Three parties were expected to be in a tight race as Finland held its general election Sunday, with Prime Minister Sanna Marin’s Social Democrats fighting to secure a second term running the government.
Over 2,400 candidates from 22 parties were vying for the 200 seats in the Nordic country’s parliament, the Eduskunta. Some 40% of eligible voters cast their ballots in advance.
Marin, who at age 37 is one of Europe’s youngest leaders, has received praise for her Cabinet’s handling of the Covid-19 pandemic and for her prominent role, along with President Sauli Niinistö, in advocating for Finland’s successful application to join NATO. Her vocal support of Ukraine in the last year has increased her international visibility.
“Of course we hope that the Social Democrats will win this election ... It’s so important because we want to stay an open society. We also want to work together internationally. We want to build a better green sustainable future where people have the same opportunities in life,” Marin told the Associated Press while campaigning Saturday in central Helsinki.
Marin remains popular at home but her party’s views on the Finnish economy, which emerged as the main campaign theme, were being challenged by two main opponents: the center-right National Coalition Party led by Petteri Orpo and the right-wing populist The Finns party, which is led by Riikka Purra.
“The most important thing in the next government is to fix our economy, push economic growth, balance public economy. And the second very important issue is to build up NATO-Finland,” Orpo told the AP during a campaign event in Espoo, just outside the capital, on Saturday.
Riikka Purra stressed that The Finns would focus on shaping Finland’s migration, climate, criminal and energy policies if the populist party become a partner in the next government.
“And we also want to tighten up our attitude towards the European Union,” Purra said during a campaign event in the municipality of Kirkkonummi, her home district located some 45 kilometers (28 miles) west of Helsinki.
Recent polls indicated each of the three parties could take about 20% of the vote. If that happens, no party would be in position to form a government alone; whichever one wins the most votes is expected to begin talks in the next few days on forming a governing coalition.
After voting at Helsinki City Hall, university professor Mariana Seppänen said she thinks Marin’s positive reputation abroad exceeds the prime minister’s domestic popularity.
“I think usually the party that has been in charge and has the prime minister ... loses the election, and the criticism has been very harsh,” Seppänen said. “But I think she (Marin) has a lot of support anyway.”
While Russia’s invasion of Ukraine prompted Finland to seek NATO membership in May 2022, neither the historic decision to abandon the nation’s non-alignment policy nor the war have emerged as major campaign issues. Finland shares a long land border with Russia.

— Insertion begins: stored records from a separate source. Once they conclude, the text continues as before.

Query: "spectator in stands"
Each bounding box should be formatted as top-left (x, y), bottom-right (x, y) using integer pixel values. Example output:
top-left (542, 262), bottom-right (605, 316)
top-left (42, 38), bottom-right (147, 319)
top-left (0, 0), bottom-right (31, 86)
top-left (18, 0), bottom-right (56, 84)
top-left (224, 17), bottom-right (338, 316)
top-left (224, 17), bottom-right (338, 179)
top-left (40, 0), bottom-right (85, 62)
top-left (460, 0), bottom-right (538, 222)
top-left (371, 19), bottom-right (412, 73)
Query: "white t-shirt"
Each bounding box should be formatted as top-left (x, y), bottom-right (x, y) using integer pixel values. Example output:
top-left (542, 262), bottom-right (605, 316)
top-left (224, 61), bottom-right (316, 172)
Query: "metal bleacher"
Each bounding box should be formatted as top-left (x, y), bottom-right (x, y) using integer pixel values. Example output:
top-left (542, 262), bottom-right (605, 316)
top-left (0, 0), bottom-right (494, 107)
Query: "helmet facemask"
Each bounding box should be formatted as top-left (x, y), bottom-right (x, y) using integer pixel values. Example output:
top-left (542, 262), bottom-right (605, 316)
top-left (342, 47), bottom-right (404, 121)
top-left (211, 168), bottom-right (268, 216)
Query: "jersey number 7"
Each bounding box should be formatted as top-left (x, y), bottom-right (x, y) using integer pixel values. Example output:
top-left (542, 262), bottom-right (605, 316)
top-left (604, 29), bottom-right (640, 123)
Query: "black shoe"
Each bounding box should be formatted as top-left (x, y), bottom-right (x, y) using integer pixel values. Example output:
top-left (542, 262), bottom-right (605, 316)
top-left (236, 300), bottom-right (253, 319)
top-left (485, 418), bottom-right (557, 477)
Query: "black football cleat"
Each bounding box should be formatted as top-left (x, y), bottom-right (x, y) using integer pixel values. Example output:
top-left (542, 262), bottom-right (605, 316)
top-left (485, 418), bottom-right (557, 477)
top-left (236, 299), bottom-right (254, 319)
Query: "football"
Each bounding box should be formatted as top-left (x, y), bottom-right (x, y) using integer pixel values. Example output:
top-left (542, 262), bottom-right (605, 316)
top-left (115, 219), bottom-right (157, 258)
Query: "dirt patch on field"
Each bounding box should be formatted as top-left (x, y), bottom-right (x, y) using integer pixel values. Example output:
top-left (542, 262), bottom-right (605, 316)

Apart from Finland’s economy, other issues the parties debated during the election campaign were the government’s increasing debt, climate change, education, immigration and social benefits.
“I know Sanna Marin is very popular, and she has done great, and most Finns also think that she has done an amazing job with the coronavirus [pandemic],” another voter, Evelina Mäkelä, said in Helsinki.
“But maybe we have to look at the new crisis that we have; some of us still believe that she does a very good job. Other people want something new, apparently,” Mäkelä said.
Finland, which is expected to join NATO in the coming weeks, is a European Union member with a population of 5.5 million.
Polls close at 1700 GMT (12 p.m. Eastern). Initial results are expected by midnight.